Así pues, si elijo lanzarme por la vía del total abandono, he de aceptar el quedar mal ante los demás como lo más normal del mundo, sin tratar de justificarme ante ellos, ni pretender que mi camino sea el mejor o más verdadero que el de otros y sin tratar de imponérselo a nadie. He de ser fiel a la voluntad de Dios sobre mí sin juzgar a nadie, con absoluto respeto hacia todos.
Precisamente, en este sentido hemos de recordar que una característica de la vocación contemplativa es que no exige convencer a nadie ni tratar de cambiar el mundo por la fuerza. Por el contrario, el iluminismo siempre se presenta como la única vía verdadera, que todos deben reconocer y abrazar, y de la que uno mismo es modelo. Y desde esta perspectiva la incomprensión u oposición de los demás se recibe como signo del pecado del prójimo y señal de la propia santidad, lo que genera en el iluminado una actitud de soberbia y un comportamiento desdeñoso hacia el prójimo.
Realmente, si uno busca de verdad a Dios no puede perder energías juzgando a los demás o justificando sus opciones; sólo puede apretar los dientes y seguir adelante, porque se sabe pobre y miserable, incapaz de alcanzar aquello a lo que el Señor le invita. Y sabe igualmente que la visión interior con la que Dios le ha bendecido no se la da porque él sea mejor que otros, como tampoco la gracia de Dios le hace mejor que nadie, sino que esa gracia es lo que le permite descubrirse especialmente culpable del pecado, el propio y el ajeno, viendo que, con toda probabilidad, los otros no actúan mejor porque no tienen la gracia que él posee; y si la tuvieran, serían mucho mejores que él. Y en la incomprensión u oposición que pueda encontrar en su camino no puede ver nada más que una expresión providencial de la autenticidad y la bondad de los demás, lo que es perfectamente comprensible, porque sus opciones personales no tienen por qué coincidir con las de ellos. La misma contemplación de Jesús en el desierto nos muestra al Señor que defiende su camino ante la presión del demonio y del mundo sin discutir, ni tratar de convencer o hacer fuerza. Se limita a dejar constancia sencilla de lo que sabe que es verdad.

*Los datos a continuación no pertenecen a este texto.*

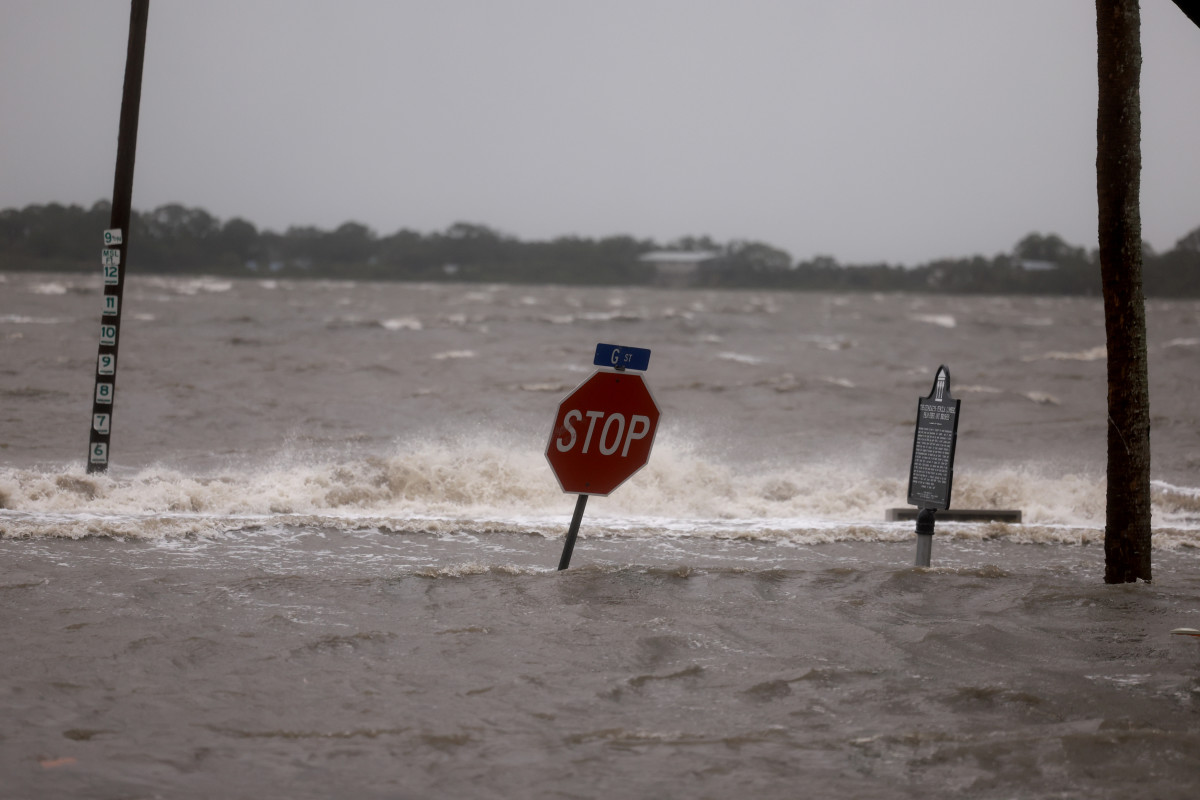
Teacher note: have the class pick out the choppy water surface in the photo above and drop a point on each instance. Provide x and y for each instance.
(323, 560)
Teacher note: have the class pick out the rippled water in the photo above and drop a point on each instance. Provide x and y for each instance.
(323, 561)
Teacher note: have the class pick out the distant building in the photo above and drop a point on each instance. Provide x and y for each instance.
(677, 268)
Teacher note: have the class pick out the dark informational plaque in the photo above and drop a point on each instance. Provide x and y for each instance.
(931, 473)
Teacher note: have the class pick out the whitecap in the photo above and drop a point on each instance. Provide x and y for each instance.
(1042, 398)
(741, 358)
(945, 320)
(403, 324)
(1093, 354)
(18, 319)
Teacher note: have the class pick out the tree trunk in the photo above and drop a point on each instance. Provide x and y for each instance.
(1117, 182)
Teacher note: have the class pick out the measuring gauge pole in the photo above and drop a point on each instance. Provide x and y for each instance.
(115, 244)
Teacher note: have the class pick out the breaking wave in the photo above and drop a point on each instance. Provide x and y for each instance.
(491, 486)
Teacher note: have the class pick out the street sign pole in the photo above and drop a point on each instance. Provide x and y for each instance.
(117, 241)
(569, 546)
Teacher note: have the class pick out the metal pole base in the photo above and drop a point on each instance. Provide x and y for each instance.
(924, 536)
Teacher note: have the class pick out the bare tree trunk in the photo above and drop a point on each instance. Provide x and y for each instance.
(1117, 181)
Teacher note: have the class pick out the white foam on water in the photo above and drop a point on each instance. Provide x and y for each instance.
(1093, 354)
(497, 485)
(943, 320)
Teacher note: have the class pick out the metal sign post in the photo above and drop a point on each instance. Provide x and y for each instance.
(931, 471)
(117, 240)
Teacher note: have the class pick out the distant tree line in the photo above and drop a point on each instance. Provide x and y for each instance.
(175, 239)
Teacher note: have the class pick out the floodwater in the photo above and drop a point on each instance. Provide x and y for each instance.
(323, 563)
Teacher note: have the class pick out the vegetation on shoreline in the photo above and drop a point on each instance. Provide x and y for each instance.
(175, 239)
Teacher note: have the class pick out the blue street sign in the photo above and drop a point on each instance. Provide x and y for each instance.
(622, 358)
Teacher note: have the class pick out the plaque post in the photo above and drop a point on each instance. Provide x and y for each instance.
(931, 471)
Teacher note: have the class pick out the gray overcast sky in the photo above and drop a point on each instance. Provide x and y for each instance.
(867, 130)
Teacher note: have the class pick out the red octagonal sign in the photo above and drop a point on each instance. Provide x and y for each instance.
(603, 433)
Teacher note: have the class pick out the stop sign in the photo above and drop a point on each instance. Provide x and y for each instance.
(603, 433)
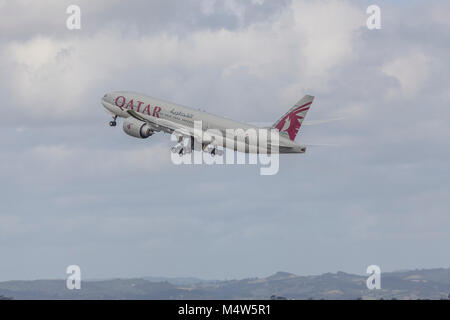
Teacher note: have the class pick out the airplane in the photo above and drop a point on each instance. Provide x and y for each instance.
(144, 116)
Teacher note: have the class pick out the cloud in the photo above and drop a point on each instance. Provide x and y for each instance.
(411, 71)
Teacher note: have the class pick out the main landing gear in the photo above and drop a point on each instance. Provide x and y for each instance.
(113, 123)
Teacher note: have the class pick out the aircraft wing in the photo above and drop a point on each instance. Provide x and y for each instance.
(166, 125)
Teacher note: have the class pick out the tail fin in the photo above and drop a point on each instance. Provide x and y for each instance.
(290, 123)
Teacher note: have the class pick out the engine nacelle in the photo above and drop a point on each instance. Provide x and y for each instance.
(136, 128)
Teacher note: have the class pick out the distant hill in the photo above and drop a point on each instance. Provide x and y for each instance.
(414, 284)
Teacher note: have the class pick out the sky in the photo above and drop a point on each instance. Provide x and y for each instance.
(76, 191)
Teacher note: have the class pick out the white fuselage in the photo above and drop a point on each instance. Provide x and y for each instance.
(171, 115)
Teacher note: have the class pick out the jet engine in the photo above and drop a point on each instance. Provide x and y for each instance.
(136, 128)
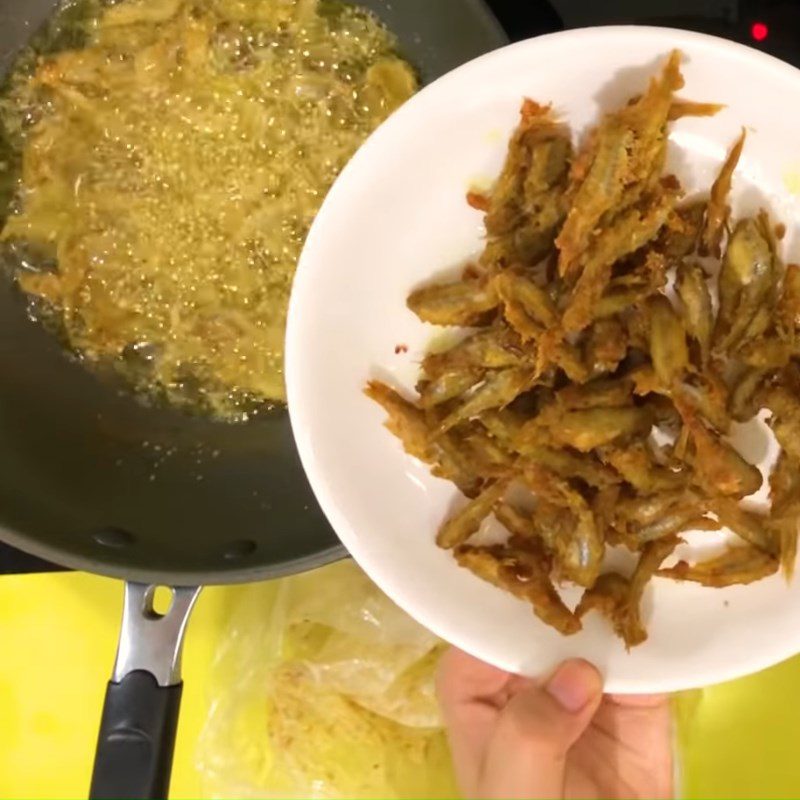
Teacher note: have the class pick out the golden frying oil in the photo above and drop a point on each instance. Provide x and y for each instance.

Por eso, aunque viva en medio del mundo, el contemplativo secular tiene como misión principal, no hacer sino ser, y su apostolado no puede ser otro que el del silencio, entendido éste, no en el sentido del silencio monástico, que sería ridículo en medio del mundo, sino como una absoluta discreción y reserva de la propia intimidad con el Señor1. Así, mi vida en el mundo ha de ser la salvaguarda de la que debe ser mi verdadera vida: la unión de amor crucificado con Cristo para gloria del Padre y salvación del mundo.
Cada uno debe plantearse sinceramente ante el Señor el modo concreto de darle la adecuada prioridad a lo importante; lo que ha de traducirse en una orientación clara de sus valores, asimilándolos a los del Señor, y en una reforma de vida concreta y eficaz. Así haremos realidad lo que nos pide san Pablo:
Si habéis resucitado con Cristo, buscad los bienes de allá arriba, donde Cristo está sentado a la derecha de Dios; aspirad a los bienes de arriba, no a los de la tierra. Porque habéis muerto; y vuestra vida está con Cristo escondida en Dios (Col 3,1-3).